With the Beethoven, Leif Ove Andsnes was suitably regal in his opening flourishes, the LPO equally imperious with authentic (smaller) timpani, crisply reacting to Simon Carrington hard-stick touch, and ‘period’ trumpets, less piercing than their modern counterparts. Put simply, this was a terrific performance, vital and fresh, Andsnes’s effortless technique always crystal-clearly serving the music’s brilliance, lyricism and egalitarian spirit, with the LPO and Jurowski vibrant, bespoke accompanists. (Andsnes has been directing his own Beethoven Journey, on Sony Classical.)

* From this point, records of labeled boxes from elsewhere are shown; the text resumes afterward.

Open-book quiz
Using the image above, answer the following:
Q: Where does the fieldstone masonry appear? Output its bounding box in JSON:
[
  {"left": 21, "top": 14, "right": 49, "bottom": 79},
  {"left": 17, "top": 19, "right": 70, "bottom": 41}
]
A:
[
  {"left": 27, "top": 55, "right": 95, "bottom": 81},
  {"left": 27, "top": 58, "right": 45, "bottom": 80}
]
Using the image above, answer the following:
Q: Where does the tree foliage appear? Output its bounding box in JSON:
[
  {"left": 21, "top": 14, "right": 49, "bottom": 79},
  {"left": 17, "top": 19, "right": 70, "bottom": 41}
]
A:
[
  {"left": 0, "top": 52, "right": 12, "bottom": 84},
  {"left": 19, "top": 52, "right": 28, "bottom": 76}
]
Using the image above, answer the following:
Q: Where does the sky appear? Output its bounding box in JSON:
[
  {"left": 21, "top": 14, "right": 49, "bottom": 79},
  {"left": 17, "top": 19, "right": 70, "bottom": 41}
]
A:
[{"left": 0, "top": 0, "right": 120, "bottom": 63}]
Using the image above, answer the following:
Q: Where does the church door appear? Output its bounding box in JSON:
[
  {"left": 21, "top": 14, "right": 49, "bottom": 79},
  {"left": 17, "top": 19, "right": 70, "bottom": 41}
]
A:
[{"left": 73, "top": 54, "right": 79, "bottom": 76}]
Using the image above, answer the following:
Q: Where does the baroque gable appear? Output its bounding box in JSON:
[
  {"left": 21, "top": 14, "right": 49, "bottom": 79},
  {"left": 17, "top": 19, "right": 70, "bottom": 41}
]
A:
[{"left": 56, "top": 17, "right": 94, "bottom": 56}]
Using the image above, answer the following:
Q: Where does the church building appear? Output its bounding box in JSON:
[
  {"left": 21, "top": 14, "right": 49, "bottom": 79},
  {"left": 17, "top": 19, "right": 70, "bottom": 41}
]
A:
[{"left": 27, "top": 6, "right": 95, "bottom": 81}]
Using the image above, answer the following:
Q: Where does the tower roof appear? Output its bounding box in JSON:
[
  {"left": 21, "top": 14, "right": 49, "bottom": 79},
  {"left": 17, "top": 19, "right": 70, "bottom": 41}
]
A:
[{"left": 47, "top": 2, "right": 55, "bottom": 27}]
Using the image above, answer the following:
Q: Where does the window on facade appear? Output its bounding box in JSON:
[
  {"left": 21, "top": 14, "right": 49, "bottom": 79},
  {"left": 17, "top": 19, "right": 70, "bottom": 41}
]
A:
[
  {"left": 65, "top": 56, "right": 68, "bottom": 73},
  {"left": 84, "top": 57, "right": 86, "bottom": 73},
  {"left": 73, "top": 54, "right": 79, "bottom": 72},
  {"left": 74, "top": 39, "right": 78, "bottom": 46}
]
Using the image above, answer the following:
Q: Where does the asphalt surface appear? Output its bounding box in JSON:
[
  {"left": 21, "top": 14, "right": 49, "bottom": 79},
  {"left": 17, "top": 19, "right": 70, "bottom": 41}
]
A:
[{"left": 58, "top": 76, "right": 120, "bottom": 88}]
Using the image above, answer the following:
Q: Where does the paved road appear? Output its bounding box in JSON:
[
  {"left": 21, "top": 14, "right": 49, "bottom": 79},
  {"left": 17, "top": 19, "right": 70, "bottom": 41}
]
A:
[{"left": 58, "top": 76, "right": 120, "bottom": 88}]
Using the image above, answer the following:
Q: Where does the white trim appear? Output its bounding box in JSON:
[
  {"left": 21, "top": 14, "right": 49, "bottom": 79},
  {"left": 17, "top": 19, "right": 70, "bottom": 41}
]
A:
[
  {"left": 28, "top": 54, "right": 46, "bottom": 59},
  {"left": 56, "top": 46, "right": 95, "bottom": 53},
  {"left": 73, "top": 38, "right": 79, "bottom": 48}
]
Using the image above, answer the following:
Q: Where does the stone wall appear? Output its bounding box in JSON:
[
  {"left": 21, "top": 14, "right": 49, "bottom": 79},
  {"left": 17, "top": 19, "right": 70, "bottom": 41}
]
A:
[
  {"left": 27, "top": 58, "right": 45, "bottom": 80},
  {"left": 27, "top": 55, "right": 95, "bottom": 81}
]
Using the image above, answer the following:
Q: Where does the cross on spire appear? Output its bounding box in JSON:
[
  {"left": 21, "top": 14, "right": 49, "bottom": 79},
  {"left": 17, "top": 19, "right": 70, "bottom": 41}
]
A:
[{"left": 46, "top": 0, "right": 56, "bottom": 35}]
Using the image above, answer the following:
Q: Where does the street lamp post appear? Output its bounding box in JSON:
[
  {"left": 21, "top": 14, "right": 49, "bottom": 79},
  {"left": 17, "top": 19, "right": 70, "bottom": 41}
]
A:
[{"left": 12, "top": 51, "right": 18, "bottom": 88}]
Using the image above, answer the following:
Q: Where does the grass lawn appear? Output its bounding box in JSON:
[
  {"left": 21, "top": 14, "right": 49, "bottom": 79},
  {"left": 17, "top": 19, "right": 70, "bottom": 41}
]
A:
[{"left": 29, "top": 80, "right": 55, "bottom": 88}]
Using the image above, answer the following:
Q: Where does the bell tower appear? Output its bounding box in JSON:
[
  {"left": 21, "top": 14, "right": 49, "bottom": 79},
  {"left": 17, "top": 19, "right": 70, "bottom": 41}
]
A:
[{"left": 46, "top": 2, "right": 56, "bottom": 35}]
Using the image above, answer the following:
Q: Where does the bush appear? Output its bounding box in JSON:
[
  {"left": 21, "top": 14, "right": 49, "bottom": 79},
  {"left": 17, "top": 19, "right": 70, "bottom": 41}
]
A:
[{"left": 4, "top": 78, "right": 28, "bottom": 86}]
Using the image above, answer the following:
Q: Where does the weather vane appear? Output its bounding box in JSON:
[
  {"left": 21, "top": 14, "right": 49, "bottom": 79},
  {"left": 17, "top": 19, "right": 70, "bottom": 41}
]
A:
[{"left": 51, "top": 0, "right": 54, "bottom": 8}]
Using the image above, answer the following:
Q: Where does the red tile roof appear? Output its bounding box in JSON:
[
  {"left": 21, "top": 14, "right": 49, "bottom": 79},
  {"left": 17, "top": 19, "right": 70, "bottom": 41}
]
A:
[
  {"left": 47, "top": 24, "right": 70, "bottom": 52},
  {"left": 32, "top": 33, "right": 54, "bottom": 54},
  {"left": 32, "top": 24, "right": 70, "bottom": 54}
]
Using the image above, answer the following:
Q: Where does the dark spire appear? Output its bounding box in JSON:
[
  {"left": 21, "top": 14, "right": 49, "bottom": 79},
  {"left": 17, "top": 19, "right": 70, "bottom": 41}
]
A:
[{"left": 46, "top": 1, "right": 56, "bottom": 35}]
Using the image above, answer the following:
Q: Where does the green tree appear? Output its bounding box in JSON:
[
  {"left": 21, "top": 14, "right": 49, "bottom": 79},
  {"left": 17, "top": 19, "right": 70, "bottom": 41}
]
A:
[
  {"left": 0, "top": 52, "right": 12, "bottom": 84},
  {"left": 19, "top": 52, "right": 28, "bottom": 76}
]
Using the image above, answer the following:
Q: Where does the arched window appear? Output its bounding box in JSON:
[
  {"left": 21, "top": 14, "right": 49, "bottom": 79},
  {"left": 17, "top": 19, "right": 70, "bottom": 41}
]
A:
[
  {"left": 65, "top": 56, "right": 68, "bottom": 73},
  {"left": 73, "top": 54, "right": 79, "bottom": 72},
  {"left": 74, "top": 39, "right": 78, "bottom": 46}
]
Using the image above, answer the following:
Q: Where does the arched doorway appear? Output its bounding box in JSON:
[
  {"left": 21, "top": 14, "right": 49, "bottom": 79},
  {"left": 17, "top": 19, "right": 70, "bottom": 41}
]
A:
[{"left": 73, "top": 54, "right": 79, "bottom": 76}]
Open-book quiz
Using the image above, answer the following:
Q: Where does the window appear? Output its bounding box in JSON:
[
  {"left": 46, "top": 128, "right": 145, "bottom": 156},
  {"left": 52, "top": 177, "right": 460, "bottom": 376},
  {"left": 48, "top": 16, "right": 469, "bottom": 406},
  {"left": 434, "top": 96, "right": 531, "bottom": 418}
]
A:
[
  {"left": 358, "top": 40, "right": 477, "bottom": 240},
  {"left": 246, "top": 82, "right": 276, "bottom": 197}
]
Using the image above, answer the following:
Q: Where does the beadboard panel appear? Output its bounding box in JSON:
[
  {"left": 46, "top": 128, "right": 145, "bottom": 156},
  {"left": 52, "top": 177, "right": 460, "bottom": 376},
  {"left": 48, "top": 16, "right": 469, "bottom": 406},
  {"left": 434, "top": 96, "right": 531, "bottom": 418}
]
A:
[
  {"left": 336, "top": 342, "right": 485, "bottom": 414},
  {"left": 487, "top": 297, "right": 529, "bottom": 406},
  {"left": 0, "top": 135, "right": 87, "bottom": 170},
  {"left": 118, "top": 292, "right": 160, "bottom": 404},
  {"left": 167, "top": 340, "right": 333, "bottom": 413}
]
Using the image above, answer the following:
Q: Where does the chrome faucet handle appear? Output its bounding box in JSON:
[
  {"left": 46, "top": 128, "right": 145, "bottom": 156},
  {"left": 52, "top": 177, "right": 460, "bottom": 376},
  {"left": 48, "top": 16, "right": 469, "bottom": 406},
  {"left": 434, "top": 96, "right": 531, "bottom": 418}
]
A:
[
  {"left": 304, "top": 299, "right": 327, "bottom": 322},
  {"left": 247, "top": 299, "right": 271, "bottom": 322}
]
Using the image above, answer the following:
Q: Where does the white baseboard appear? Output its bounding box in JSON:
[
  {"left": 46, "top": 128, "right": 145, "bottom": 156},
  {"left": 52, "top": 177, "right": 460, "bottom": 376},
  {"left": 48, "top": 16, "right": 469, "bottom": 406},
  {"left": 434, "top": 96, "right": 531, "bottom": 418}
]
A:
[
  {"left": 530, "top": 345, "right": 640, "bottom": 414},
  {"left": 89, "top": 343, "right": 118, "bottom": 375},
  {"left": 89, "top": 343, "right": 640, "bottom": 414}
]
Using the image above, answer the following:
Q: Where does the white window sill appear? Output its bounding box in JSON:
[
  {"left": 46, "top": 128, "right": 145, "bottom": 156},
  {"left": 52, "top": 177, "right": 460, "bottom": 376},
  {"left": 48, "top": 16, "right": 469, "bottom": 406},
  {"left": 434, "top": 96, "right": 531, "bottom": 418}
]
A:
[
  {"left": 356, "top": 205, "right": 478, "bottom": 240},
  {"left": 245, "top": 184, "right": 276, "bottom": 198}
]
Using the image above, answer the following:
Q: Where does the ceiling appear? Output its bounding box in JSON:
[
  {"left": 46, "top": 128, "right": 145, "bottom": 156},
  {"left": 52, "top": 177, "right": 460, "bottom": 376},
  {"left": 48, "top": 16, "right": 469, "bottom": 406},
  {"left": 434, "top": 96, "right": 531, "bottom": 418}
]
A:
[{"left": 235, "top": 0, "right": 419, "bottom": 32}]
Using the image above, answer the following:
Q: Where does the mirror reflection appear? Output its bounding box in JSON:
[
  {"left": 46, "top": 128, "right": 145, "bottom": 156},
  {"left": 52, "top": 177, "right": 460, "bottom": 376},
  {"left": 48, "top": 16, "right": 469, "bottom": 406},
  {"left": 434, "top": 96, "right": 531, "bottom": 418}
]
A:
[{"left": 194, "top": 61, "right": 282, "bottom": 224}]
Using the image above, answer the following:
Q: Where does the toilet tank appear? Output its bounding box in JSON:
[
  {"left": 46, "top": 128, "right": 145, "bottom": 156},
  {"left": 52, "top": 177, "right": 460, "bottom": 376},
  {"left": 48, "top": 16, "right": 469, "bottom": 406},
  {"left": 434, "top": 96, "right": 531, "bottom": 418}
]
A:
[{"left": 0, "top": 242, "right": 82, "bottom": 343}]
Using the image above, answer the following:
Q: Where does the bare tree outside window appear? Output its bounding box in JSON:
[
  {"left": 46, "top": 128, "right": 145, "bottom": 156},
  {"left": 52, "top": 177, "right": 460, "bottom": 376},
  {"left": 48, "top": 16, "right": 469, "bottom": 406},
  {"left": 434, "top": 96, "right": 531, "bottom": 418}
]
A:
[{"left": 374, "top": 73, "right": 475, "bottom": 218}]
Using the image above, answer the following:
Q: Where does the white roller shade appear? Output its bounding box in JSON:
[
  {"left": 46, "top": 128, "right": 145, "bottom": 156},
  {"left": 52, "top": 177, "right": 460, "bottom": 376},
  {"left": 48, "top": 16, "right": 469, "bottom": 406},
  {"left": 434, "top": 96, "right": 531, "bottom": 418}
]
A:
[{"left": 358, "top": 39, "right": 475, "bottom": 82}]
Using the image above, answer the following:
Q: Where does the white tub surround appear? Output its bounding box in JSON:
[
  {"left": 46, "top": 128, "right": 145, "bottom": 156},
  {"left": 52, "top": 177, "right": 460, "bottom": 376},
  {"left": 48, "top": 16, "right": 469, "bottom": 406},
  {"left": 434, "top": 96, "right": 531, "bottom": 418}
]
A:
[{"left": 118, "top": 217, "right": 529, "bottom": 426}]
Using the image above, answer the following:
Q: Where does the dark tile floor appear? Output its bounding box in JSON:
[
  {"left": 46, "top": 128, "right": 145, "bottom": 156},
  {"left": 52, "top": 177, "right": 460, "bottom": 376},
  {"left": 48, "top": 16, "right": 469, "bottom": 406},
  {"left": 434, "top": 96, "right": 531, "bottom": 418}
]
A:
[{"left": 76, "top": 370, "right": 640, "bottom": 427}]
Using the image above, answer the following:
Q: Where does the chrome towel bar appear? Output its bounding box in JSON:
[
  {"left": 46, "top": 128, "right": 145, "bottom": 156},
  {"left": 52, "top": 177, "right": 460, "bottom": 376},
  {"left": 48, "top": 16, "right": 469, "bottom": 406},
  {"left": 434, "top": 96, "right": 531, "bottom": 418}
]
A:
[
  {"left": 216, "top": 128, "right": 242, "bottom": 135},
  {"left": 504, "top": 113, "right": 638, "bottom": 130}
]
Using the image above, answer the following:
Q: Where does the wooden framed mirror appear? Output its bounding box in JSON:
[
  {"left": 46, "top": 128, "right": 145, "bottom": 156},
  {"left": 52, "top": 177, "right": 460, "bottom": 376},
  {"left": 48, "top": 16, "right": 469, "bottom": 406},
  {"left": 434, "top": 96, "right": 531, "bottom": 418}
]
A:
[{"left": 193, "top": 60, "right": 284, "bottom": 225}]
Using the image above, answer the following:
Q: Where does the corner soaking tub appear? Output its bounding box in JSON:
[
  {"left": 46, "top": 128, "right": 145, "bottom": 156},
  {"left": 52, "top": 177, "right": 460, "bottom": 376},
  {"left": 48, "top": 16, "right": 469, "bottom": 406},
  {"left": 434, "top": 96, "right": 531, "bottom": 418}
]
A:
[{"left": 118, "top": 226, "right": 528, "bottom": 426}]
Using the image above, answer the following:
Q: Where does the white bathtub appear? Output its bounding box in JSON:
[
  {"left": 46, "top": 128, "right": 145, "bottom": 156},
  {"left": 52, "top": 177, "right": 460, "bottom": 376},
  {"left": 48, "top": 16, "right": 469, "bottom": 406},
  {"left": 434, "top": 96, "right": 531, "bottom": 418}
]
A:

A dynamic first movement, with some magical drops of volume, was followed by a sublime Adagio, given with starlit seduction, and then a finale that danced with joy and had its own sense of irresistible swing, and a few teases along the way – were the horns simply too early at one point or had Jurowski been doing some tinkering? Whatever, this was a notably ink-still-wet account; we were asked to listen anew. Had a bust of Beethoven been present, and the composer’s faculties restored, then a beaming smile of pleasure would surely have crossed its contours, for this was not only a very enjoyable traversal but something rather more, an ‘Emperor’ emeritus.
Andsnes returned with folios of manuscript, and his spectacles, and played Liszt’s La lugubre gondola I (there’s a II), as originally written, in Venice, and which turned out to be a premonition of Wagner’s watery funeral as well as being musically visionary; Andsnes was persuasive that Liszt, in just four minutes, had said everything.
As for the Beethoven, a similar sense of rejuvenation informed the Tchaikovsky, a Symphony that Jurowski has regularly programmed during his time as LPO music director. At the opening the (left-positioned) double basses glided in almost imperceptibly, ghost-like, and Ben Hudson offered an eloquently lamenting bassoon solo. Jurowski’s success with the first movement was his integrity across its whole, given with musical articulacy but with no lack of drama and sear when really required. Unfortunately, some in the audience started to clap at the movement’s close, cueing a gesture from Jurowski that could be interpreted as saying: “Why? Don’t be so insensitive.”
There was no applause after the waltz second movement, elegance and melancholy rolled into one, but there was after the march of the third – built to inevitability with some superfine detailing along the way (antiphonal violins helping). 24 hours earlier, at this venue, Jurowski had conducted this very Symphony, addressing the audience and requesting no applause at this point, which was honoured. He should have asked again, for this damn-fool ‘tradition’ interrupted what can be a chilling experience, from jubilation to desperation in the turn of a page, but was here lost to vacuous clapping. Jurowski carried into the slow finale regardless, resigned but unsentimental, noble in its leave-taking and very moving as the double basses faded to somewhere beyond.
If the ‘Pathétique’ was not the most celebratory way for the LPO to end its 2013-14 Season, one came away elated by the superb playing and Jurowski’s beautifully proportioned and thought-through conducting that, without whimsy, shone new illumination on so-familiar music.